2.7. Data processing and analysis
2.7.1. Extreme value processing
Limit all measured values to 0.02 and 0.98 percentiles respectively to eliminate the influence of extreme values on clustering analysis.
2.7.2. Missing value handling
Perform proportional statistics on missing variables and remove variables with missing ratios greater than 60 %. The missing variables belong to completely random missing cases. Therefore, we employ the Chain Equation Multiple Interpolation (MICE) method, setting 5 imputation times. After imputation, we calculate and compare the Akaike Information Criterion (AIC) and Bayesian Information Criterion (BIC) for each dataset, and then select the dataset with the smallest value for both criteria for subsequent analysis.
2.7.3. Normality test and data transformation
If the sample size is greater than 5000, use Kolmogorov-Smirno test method to perform normality test on the interpolated dataset, and perform a logarithmic transformation on data values with obvious skewness distribution.

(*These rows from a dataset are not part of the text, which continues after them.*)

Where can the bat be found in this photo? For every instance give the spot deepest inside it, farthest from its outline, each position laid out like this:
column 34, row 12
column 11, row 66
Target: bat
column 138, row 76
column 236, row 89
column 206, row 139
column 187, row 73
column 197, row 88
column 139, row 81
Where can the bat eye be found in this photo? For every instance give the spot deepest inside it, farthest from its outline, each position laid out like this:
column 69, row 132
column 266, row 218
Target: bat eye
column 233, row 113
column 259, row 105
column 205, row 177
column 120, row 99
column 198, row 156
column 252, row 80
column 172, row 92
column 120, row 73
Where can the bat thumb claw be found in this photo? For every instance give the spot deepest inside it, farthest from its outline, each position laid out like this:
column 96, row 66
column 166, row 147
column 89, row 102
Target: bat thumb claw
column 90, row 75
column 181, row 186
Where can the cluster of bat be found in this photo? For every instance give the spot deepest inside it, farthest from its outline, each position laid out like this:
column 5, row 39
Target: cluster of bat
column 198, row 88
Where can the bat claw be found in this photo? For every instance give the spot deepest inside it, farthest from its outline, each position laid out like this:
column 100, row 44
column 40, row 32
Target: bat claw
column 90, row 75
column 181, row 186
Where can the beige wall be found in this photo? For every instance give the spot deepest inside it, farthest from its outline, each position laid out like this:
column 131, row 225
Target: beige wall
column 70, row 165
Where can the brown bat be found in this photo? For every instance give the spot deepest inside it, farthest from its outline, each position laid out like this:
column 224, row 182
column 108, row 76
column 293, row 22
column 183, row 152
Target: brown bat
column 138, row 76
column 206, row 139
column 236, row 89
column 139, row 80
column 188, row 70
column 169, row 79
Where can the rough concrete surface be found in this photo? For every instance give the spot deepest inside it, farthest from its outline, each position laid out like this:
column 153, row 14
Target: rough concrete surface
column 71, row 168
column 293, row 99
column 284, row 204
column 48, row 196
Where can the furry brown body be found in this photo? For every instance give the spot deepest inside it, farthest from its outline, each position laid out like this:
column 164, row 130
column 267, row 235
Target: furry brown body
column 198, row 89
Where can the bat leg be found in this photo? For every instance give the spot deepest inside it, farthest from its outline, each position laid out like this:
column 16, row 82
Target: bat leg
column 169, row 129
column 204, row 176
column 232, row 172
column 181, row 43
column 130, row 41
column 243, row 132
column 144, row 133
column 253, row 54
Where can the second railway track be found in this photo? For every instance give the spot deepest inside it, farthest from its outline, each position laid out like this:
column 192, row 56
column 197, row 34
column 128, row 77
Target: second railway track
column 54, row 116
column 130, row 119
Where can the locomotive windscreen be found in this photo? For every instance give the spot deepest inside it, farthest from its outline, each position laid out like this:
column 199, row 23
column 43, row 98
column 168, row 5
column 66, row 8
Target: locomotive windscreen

2.7.4. Correlation analysis
Using SPSS for Kendall's tau-b correlation analysis, the correlation coefficient range is [−1, +1], with values less than 0 showing negative correlation, values greater than 0 showing positive correlation, and values equal to 0 showing no correlation. We define a correlation coefficient ≥0.5 as indicating a strong correlation, and we consider P < 0.05 to be significant. If there are two sets of strongly correlated data, delete one set of data and visualize the results using Origin.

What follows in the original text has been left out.